Christine's Book List Reviews and News -Books for people who love the mystery of the past. Independent mystery reviews, news and interviews.
Reviewer Christine McCreedy
Jane Langton's Homer Kelly mystery The Deserter is part mystery, part civil war novel, part lesson in the use of genealogical methods to search out your civil war ancestor and all in all truly a wonderful book. Langton gives Homer and his wife Mary, Harvard professors, an in to the civil war as they ponder the names of Harvard graduates in Memorial Hall who were killed during the conflict between the states. Their pondering becomes personal as Mary brings up the family story that her ancestor Seth Morgan.

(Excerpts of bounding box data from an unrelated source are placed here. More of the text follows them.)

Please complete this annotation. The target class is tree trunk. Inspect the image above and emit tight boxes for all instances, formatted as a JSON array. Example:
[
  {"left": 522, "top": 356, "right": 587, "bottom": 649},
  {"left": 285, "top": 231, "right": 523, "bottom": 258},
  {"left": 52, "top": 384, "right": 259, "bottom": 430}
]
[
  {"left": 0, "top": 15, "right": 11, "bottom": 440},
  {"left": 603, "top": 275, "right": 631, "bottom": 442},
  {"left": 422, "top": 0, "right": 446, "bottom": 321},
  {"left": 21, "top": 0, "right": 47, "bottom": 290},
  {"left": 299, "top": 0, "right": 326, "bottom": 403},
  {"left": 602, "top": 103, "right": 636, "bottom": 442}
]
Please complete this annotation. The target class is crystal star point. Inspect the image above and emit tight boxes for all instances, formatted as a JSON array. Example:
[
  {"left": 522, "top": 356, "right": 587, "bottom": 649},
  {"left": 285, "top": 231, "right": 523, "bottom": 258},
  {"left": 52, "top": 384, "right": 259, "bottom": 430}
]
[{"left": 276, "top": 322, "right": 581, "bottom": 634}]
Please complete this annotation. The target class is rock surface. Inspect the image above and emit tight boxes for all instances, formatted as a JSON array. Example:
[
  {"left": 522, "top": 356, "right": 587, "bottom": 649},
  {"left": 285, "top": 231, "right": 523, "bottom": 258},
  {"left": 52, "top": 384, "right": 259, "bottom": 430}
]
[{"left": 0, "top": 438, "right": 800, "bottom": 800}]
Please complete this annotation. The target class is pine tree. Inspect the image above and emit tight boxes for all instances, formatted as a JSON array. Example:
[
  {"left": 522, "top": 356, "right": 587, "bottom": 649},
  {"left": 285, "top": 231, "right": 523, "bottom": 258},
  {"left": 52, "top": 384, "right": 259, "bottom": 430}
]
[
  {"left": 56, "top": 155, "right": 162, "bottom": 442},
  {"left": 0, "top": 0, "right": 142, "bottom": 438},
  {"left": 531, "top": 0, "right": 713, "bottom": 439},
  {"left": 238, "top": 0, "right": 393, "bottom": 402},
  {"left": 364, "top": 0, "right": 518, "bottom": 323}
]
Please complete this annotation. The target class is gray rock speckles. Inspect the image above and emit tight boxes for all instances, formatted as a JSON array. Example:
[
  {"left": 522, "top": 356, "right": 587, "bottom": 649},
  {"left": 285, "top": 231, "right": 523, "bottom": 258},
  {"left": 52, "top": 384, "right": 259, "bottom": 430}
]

Morgan was involved in the civil war, but no one would talk plainly about the circumstances that cause Mary's family "shame." The curious professors begin to seek out the truth about Seth and become involved in the world of civil war collecting and research. The reader is treated to Seth's story through his Harvard classmates, fellow soldiers and his wife's story. Langton gives the story rich historical detail and highlights it with period pictures of unknown men and women. These men and women take on the characters of the story and speak for several generations of Americans so tragically effected by the civil war. Langton obviously researched her topic and it's effects on the nation's citizens. This makes her mystery a sobering, intriguing history lesson, bringing the real ugly history of the war to life.
The story is given levity by a crazy shirt tail cousin of Mary's named Ebenezer. Just a side note here--how perfect a name Langston chose as we all have at least one Ebenzer in our family trees. In The Deserter Ebenezer is a so called civil war collector/renactor who's obsession with the time period leads him to become a thief and eventually to march off in search of glory among the countless others who felt the cause was worthy, but who had no idea of the war's horror. Ebenezer serves to lighten the fictional account of the all to real hardships of the civil war.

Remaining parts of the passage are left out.